Getting Standbys and followers to use LB hostname instead of master-specific hostname

We have a multi-master DAP cluster with one active master and two standbys. Several followers are running within Kubernetes clusters. Each master has its own hostname:

An alias record, “ca-dap-dev.neovest.com”, resolves to the hostname of the active master. It’s intended that standbys and followers, as well as users, can always use “ca-dap-dev.neovest.com” regardless of which of the 3 masters are currently active. At installation time, this was “ut-ca-master1.neovest.com”. Now, after an upgrade across the cluster to conjur-appliance 11.4.0, this has been changed to reflect the currently-active master: “ut-ca-master2.neovest.com”.

While this works great from a user perspective (I can hit “ca-dap-dev.neovest.com” in the browser and access the UI serviced by master2), the followers and standbys appear to be directly referencing “ut-ca-master1.neovest.com”, which has made it impossible to configure master1 as a standby and is causing failures within the followers.

From master2, I have copied the seed to master1 according to the documentation for configuring an HA cluster:

[cyberark@ut-ca-master2 ~]$ docker exec dap evoke seed standby ut-ca-master1.neovest.com | ssh cyberark@ut-ca-master1.neovest.com "docker exec -i dap evoke unpack seed -"
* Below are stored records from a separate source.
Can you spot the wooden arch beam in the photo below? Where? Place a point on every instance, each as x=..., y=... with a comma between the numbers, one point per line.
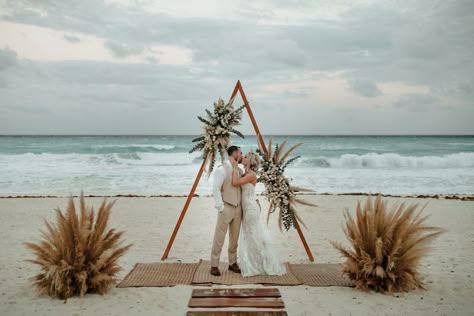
x=238, y=89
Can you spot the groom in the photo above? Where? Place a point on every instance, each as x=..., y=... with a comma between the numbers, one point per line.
x=228, y=204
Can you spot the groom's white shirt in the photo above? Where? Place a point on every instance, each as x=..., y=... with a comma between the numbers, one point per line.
x=219, y=178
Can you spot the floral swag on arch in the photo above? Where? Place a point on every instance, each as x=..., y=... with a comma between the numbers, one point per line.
x=218, y=127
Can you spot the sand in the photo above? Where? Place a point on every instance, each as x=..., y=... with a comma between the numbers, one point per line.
x=148, y=223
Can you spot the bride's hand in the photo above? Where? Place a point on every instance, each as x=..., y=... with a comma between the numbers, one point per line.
x=233, y=162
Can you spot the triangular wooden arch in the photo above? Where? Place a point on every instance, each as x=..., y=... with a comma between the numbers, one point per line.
x=238, y=88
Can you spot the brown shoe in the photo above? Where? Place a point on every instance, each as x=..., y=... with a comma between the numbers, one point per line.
x=215, y=271
x=234, y=268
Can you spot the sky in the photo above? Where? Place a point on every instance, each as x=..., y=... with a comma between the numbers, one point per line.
x=331, y=67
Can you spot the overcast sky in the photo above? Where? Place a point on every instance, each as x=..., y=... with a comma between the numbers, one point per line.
x=307, y=67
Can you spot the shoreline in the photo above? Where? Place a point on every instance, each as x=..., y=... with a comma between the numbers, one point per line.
x=148, y=223
x=460, y=197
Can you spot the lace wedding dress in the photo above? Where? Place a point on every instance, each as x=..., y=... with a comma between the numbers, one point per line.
x=256, y=253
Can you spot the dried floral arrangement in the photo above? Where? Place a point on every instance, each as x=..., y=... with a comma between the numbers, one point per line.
x=78, y=254
x=218, y=127
x=279, y=192
x=386, y=246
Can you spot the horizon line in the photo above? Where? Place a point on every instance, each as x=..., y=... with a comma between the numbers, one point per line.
x=267, y=135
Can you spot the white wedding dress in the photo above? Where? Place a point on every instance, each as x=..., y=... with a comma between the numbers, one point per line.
x=256, y=253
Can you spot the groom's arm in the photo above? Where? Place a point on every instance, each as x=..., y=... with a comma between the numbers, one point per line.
x=219, y=177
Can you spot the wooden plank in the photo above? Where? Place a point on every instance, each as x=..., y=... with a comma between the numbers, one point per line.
x=270, y=302
x=241, y=292
x=237, y=313
x=183, y=212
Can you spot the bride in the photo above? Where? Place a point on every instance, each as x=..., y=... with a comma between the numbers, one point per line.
x=256, y=253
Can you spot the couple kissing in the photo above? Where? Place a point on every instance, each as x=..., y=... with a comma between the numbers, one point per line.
x=239, y=213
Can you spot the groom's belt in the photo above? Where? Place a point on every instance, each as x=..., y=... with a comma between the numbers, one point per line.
x=233, y=204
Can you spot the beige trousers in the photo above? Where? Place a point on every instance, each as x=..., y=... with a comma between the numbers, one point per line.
x=230, y=219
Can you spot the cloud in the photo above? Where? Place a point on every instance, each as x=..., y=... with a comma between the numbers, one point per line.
x=7, y=58
x=72, y=38
x=365, y=88
x=361, y=47
x=123, y=50
x=417, y=102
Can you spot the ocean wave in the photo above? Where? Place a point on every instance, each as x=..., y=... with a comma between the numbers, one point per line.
x=127, y=158
x=137, y=147
x=389, y=160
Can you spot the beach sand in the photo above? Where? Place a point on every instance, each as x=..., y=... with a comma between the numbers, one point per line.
x=149, y=222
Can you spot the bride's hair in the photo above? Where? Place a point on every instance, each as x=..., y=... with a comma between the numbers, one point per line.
x=253, y=161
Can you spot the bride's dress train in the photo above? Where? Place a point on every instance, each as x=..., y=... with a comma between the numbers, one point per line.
x=256, y=253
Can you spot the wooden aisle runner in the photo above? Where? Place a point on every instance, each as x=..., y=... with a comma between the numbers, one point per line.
x=242, y=297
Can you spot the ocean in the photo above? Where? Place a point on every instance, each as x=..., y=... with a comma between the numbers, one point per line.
x=159, y=165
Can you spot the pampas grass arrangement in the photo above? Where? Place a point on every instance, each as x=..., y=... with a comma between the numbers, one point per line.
x=387, y=246
x=79, y=254
x=280, y=193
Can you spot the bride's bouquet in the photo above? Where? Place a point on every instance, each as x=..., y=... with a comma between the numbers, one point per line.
x=280, y=193
x=218, y=127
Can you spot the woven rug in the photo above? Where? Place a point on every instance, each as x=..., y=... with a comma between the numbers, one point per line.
x=329, y=274
x=160, y=274
x=171, y=274
x=203, y=277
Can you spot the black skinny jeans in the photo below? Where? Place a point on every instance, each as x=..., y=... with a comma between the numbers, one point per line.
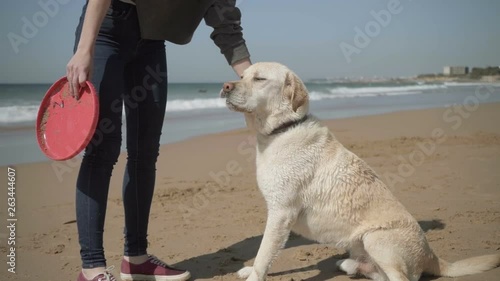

And on master1 attempted to configure it as a standby. This does not work, as master1 tries to replicate from itself instead of using the load balancer hostname to find the active master:

[cyberark@ut-ca-master1 ~]$ docker exec dap evoke configure standby
psql: could not connect to server: No route to host
Is the server running on host "ut-ca-master1.neovest.com" (10.2.0.156) and accepting
TCP/IP connections on port 5432?

The followers that were already running in Kubernetes have suddenly started to fail, as they seem to try to connect to master1 directly:

$ kubectl logs -f dap-follower-7649c48fd8-hrzpq
<131>1 2020-07-18T16:23:17.000+00:00 dap-follower-7649c48fd8-hrzpq postgres 21989 - [meta sequenceId="97"] [3-1] FATAL:  could not connect to the primary server: could not connect to server: Connection refused
<131>1 2020-07-18T16:23:17.000+00:00 dap-follower-7649c48fd8-hrzpq postgres 21989 - [meta sequenceId="98"] [3-2] 		Is the server running on host "ut-ca-master1.neovest.com" (10.2.0.156) and accepting
<131>1 2020-07-18T16:23:17.000+00:00 dap-follower-7649c48fd8-hrzpq postgres 21989 - [meta sequenceId="99"] [3-3] 		TCP/IP connections on port 5432?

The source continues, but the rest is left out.